ADVENTURELAND is written and directed by Greg Mottola, and features Jesse Eisenberg and Kristen Stewart. Kristen's face is splashed over the entire checkout line universe as one of those TWILIGHT people. Eisenberg's claims to fame include something called ZOMBIELAND which must have generated some kind of interest because he's "in development" with ZOMBIELAND 2. He was also in M. Night Shyamalan's THE VILLAGE, which pretty much explains why he's not a household name. In any case, ADVENTURELAND is a relatively predictable coming-of-age movie, with "relatively' being the operative phrase here. What I mean is, that while what you expect to happen pretty much happens, the honesty and humor with which Mottola and his actors find their way to their conclusion is refreshing. And Stewart, who has the smoldering good looks one would expect from the female star of a vampire movie, turns in a nicely nuanced performance in a prickly, challenging role. "Coming of age" is not really applicable here, I think, because these characters are post-college, and any "of age" has pretty much come and gone. But their little story here is genuinely compelling, and the two stars stay with Mottola's through-line stride-by-stride.

(500) DAYS OF SUMMER is an even later coming of age story, directed by Marc Webb, written by Scott Neustadter and Michael H. Webb, and featuring Zooey Deschanel and Joseph Gordon-Levitt. I had seen him recently hosting SNL, and, of course, I had no idea who he was or what he had done to earn that job. Turns out he was on the TV series THIRD ROCK FROM THE SUN and got the SNL gig because of the success of (500) DAYS. She has been around playing annoying cuties here and there, and I think I saw her for the first time on WEEDS a few seasons ago, being cute and annoying Justin Kirk's "Andy," among others. The storyline here, we've also seen before, because it would be very difficult to tell a love story, or write a romantic comedy, which breaks new ground in terms of the basic story. What's nice here, as in ADVENTURELAND, is that the writing is truthful and really funny, as opposed to being dishonest and faux funny.
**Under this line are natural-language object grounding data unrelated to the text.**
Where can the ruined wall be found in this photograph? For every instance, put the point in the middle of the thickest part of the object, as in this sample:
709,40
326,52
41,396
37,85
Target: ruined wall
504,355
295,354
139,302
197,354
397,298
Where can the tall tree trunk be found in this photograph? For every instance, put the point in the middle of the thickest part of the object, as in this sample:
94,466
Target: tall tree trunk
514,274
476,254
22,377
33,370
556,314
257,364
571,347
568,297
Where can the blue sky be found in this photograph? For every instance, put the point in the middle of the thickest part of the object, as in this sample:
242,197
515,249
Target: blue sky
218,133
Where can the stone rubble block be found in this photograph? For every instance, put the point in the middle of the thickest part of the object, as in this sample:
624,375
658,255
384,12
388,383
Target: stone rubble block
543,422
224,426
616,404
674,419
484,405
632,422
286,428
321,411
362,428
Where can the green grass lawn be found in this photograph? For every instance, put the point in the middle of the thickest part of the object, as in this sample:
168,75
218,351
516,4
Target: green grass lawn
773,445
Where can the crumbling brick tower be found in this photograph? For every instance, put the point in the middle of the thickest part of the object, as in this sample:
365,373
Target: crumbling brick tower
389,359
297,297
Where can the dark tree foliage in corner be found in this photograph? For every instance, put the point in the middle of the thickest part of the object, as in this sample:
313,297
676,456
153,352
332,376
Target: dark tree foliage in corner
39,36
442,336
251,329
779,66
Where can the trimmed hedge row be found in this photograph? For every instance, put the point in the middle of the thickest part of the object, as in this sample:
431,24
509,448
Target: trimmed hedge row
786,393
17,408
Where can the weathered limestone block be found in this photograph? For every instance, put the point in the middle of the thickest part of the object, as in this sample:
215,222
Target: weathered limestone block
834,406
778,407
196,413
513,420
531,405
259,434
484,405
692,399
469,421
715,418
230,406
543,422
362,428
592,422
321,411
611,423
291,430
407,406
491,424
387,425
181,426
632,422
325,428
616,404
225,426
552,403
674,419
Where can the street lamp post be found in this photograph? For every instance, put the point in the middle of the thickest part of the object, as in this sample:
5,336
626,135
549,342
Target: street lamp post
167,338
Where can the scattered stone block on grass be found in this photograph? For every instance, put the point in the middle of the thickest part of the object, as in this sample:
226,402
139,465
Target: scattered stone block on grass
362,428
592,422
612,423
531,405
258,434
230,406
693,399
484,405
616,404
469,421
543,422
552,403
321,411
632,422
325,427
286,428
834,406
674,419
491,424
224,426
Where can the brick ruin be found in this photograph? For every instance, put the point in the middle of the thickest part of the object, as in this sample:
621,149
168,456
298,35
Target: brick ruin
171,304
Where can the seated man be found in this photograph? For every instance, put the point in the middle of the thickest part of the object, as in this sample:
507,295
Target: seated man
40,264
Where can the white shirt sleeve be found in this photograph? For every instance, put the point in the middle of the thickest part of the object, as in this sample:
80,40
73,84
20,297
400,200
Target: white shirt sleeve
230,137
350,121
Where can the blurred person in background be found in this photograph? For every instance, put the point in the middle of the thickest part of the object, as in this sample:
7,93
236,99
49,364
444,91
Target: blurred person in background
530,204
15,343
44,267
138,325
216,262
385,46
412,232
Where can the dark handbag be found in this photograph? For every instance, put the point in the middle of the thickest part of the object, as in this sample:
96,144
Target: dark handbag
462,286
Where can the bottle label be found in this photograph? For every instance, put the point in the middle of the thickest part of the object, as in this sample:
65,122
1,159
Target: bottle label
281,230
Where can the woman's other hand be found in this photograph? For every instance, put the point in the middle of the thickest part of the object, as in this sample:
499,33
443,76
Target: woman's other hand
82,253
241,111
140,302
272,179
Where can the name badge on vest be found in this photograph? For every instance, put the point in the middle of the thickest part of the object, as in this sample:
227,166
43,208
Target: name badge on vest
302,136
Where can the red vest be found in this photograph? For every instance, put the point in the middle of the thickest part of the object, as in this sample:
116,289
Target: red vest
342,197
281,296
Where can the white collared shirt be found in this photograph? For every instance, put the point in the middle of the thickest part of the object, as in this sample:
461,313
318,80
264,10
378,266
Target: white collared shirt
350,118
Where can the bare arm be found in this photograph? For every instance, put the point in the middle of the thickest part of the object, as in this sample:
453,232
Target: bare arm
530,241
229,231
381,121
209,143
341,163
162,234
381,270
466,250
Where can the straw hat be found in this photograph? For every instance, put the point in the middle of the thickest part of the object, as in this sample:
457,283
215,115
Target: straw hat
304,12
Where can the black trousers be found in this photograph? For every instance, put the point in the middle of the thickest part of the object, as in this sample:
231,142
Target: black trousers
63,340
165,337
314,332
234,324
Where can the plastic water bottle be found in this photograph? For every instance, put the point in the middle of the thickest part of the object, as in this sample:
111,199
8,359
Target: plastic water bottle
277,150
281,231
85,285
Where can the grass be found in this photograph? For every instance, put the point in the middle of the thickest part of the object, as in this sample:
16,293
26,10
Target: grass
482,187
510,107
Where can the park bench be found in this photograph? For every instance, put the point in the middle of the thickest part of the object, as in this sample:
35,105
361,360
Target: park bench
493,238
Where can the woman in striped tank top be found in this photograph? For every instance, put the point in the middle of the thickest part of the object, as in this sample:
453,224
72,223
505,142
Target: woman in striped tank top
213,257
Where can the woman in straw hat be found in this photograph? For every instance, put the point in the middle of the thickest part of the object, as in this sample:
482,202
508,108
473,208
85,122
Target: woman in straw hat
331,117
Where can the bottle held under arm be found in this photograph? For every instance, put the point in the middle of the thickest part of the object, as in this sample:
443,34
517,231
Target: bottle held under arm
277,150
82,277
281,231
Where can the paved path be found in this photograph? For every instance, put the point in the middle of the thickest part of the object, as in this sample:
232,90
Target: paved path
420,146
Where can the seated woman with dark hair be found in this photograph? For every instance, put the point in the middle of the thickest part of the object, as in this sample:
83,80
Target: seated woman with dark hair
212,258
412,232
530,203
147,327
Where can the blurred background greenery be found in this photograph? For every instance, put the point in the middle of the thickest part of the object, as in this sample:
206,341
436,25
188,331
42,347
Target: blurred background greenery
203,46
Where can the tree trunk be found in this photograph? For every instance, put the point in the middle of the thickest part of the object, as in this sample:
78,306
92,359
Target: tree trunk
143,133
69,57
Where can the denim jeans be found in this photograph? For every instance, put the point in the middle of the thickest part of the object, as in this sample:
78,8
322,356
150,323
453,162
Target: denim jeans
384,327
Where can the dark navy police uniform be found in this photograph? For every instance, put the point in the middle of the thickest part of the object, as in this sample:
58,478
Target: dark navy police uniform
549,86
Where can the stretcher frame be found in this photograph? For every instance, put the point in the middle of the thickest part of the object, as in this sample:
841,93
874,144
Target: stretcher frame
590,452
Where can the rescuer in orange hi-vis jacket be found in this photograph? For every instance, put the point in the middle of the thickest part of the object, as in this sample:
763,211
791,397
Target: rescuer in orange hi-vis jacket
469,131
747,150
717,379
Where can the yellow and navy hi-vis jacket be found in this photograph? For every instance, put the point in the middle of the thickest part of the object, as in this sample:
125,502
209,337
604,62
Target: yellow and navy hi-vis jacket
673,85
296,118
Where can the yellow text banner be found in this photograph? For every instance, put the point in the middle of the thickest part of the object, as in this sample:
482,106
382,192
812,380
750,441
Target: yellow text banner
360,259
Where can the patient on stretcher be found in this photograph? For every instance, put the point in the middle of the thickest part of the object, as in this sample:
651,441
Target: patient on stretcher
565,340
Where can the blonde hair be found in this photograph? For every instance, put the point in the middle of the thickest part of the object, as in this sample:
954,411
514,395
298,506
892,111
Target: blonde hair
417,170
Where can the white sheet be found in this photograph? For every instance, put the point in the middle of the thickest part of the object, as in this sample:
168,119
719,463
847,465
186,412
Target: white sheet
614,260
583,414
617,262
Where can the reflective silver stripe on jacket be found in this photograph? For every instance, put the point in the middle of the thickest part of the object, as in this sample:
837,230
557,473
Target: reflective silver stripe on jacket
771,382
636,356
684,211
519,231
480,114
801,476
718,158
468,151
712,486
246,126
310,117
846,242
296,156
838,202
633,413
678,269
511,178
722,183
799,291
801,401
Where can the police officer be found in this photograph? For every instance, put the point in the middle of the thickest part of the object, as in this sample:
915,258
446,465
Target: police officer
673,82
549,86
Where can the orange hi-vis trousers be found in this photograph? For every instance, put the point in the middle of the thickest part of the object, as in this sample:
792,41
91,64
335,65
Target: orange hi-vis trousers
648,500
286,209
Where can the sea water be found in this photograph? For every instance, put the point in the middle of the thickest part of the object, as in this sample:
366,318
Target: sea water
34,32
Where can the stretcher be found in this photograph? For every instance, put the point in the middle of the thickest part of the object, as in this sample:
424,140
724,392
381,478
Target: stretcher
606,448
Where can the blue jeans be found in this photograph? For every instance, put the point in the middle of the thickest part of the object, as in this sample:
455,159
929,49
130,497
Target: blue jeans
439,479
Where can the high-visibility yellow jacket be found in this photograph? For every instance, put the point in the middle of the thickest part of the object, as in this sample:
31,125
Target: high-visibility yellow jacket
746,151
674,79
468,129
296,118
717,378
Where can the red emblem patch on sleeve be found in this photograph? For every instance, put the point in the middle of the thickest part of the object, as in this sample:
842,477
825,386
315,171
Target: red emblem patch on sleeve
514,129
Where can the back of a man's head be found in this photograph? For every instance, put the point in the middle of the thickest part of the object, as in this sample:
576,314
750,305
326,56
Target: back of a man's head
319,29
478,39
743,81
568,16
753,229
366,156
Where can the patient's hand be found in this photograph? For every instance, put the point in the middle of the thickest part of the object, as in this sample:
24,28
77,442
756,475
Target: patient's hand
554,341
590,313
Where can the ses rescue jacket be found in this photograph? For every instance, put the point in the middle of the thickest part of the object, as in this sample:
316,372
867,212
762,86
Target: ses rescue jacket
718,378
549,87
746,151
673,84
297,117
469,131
Plus, where we end up is in a little different place from where we usually end up in such films (although not really--there's a tag ending that we really could have done without--although not really). Both lead actors are terrific, and even if you've been annoyed by Zooey in the past, check this out. She will probably annoy you again, but that's kind of the point, unless you put yourself into the mindset of Gordon-Levitt's character, which you will, if you're a guy. And I am. And I did. Even though my age is going, rather than coming.

While neither of these films reaches the heights of the iconic SAY ANYTHING, each has its own charm, and each would be an especially fine New Year's Eve rental for those of you not braving the lunacy outside the house.

Me, I'll be watching Woody Allen's RADIO DAYS, as always. The best New Year's Even movie ever. Well, let's call it the "sweetest, most nostalgic" New Year's Eve movie ever.

Because there is, of course, THE APARTMENT, which is KING of them all.